The transition from “PMM as a person” to “PMM as a function” is one of the less-discussed moments in company scaling, and one of the more consequential ones if handled wrong.

When to Hire PMM Two

The honest signal: your first PMM is consistently triaging work. They’re always choosing between things that should both get done, and the things that fall off the list are important, not just nice-to-have.

Before you hire, make sure it’s a resourcing problem, not a prioritisation problem. A PMM who is doing too many things because they’ve been given everything and said yes to all of it isn’t necessarily a signal that you need more headcount. It might be a signal that the PMM function needs clearer scope.

But if the scope is right and the work still exceeds one person’s capacity, hire two.

The timing question: most companies hire PMM two somewhere between Series A and Series B, when the product surface area, the number of buyer segments, or the launch cadence demands it. There’s no universal trigger, but “one PMM is consistently underwater despite good prioritisation” is as close to a reliable one as exists.
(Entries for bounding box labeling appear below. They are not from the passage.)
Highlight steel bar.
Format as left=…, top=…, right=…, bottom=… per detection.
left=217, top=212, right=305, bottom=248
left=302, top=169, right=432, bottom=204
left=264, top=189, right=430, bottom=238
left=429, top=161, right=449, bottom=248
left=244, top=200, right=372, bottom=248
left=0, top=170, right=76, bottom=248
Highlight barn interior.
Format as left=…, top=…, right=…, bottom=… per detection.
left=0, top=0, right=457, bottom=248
What Specialism to Add First

Your first PMM was a generalist. That was right. Your second PMM probably still needs to be a strong generalist, or at minimum a T-shaped person with depth in one area and breadth across others.

The specialism you add first should be determined by where the gap is largest:

If Sales enablement is the bottleneck: the second hire should have strong enablement instincts, field experience (they’ve worked with Sales teams before), and the ability to build and deliver training, not just documents.
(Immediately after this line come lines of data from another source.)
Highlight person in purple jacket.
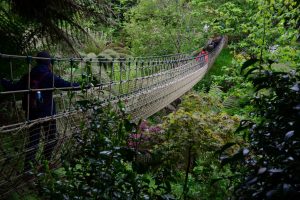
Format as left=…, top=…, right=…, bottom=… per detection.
left=1, top=51, right=80, bottom=171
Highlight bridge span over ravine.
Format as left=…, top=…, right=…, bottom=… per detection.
left=0, top=37, right=227, bottom=199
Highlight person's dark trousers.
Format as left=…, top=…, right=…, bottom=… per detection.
left=24, top=120, right=57, bottom=172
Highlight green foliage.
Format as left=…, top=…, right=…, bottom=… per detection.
left=226, top=59, right=300, bottom=199
left=37, top=101, right=170, bottom=199
left=124, top=0, right=204, bottom=55
left=37, top=100, right=176, bottom=199
left=0, top=0, right=110, bottom=54
left=136, top=93, right=240, bottom=199
left=194, top=48, right=233, bottom=91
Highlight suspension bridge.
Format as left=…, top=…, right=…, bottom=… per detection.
left=0, top=37, right=226, bottom=196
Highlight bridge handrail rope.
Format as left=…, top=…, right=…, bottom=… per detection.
left=0, top=37, right=227, bottom=199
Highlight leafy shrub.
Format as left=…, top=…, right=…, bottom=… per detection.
left=223, top=60, right=300, bottom=199
left=34, top=101, right=172, bottom=199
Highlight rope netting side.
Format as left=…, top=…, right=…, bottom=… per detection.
left=0, top=38, right=226, bottom=197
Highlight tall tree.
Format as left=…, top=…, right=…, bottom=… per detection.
left=0, top=0, right=111, bottom=54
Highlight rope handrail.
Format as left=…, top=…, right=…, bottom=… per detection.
left=0, top=37, right=226, bottom=199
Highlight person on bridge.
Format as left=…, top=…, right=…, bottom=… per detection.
left=1, top=51, right=80, bottom=172
left=196, top=49, right=208, bottom=63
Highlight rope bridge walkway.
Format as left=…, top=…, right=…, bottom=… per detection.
left=0, top=37, right=226, bottom=196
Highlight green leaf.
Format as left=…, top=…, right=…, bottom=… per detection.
left=241, top=58, right=259, bottom=73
If content and narrative are the bottleneck: a PMM with a strong writing background and messaging craft. Someone who can take a positioning framework and turn it into a library of assets without needing constant creative direction.

If product complexity is the bottleneck: a PMM with technical fluency. Someone who can go deep on the product, understand the build process, and translate technical capability into market language without needing a Product manager to translate for them.
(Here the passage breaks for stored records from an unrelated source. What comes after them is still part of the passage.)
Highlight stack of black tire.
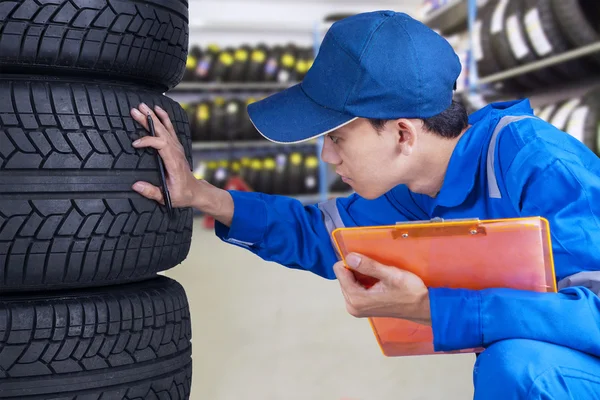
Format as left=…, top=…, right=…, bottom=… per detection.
left=0, top=0, right=192, bottom=400
left=183, top=44, right=314, bottom=83
left=474, top=0, right=600, bottom=92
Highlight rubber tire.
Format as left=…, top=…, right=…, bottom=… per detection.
left=506, top=0, right=564, bottom=85
left=523, top=0, right=592, bottom=80
left=0, top=277, right=192, bottom=400
left=490, top=0, right=542, bottom=89
left=0, top=0, right=189, bottom=92
left=552, top=0, right=600, bottom=64
left=0, top=78, right=193, bottom=292
left=476, top=3, right=501, bottom=78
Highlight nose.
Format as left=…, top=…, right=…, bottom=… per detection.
left=321, top=137, right=342, bottom=165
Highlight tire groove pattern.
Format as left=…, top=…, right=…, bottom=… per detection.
left=0, top=79, right=192, bottom=290
left=0, top=0, right=189, bottom=90
left=0, top=277, right=192, bottom=400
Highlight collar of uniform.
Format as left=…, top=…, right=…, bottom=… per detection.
left=435, top=99, right=531, bottom=207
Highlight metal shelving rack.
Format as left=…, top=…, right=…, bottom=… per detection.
left=167, top=75, right=338, bottom=204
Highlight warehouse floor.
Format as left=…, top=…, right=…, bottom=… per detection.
left=167, top=218, right=475, bottom=400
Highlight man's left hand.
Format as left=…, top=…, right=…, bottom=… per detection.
left=333, top=253, right=431, bottom=326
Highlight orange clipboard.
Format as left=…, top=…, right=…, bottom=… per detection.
left=332, top=217, right=557, bottom=357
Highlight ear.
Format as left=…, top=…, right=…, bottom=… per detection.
left=395, top=118, right=419, bottom=156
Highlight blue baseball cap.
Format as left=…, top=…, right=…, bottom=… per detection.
left=248, top=11, right=461, bottom=143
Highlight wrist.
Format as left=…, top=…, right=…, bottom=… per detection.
left=190, top=180, right=218, bottom=215
left=411, top=290, right=431, bottom=326
left=192, top=181, right=234, bottom=227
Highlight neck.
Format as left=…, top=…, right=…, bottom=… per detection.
left=408, top=127, right=469, bottom=198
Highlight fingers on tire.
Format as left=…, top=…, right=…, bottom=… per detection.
left=0, top=77, right=192, bottom=291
If you’re entering a new market: a PMM with domain expertise in that market. The learning curve for a new vertical is steep; hiring someone who’s already credible there compresses it dramatically.

The Transition in Practice

Going from one PMM to a team requires the first PMM to shift their operating model. What changes:

They spend more time directing and less time doing. Not because the doing isn’t valuable, but because the leverage on direction is higher. A PMM lead who writes all the copy themselves and manages one report is probably in the wrong gear.

The context transfer becomes critical. Everything that lives in the first PMM’s head — the narrative, the persona nuances, the stakeholder relationships, the “we tried that in Q2 and here’s why it didn’t work” institutional knowledge — needs to be documented and transferred. This is where the MSD/MPF, the ICP docs, and the AI brief earn their keep as onboarding tools.

Specialisation and ownership need to be defined. Who owns which product lines, which customer segments, which stakeholder relationships? Ambiguity at this stage creates overlap and gaps simultaneously.

Building a PMM Culture

Two things matter most in a PMM team culture:

Intellectual honesty. PMM is an influence role. It’s easy to drift into telling stakeholders what they want to hear. A PMM team culture that rewards honest market reads, even uncomfortable ones, outperforms one that optimises for internal approval.

Curiosity about the customer. Not assumed customer knowledge. Actual curiosity. Regular research, real conversations, genuine interest in what buyers think. The PMM team that stops talking to customers starts optimising for the wrong things within a quarter.

Small team or large, those two things determine the quality of the output more than almost anything else.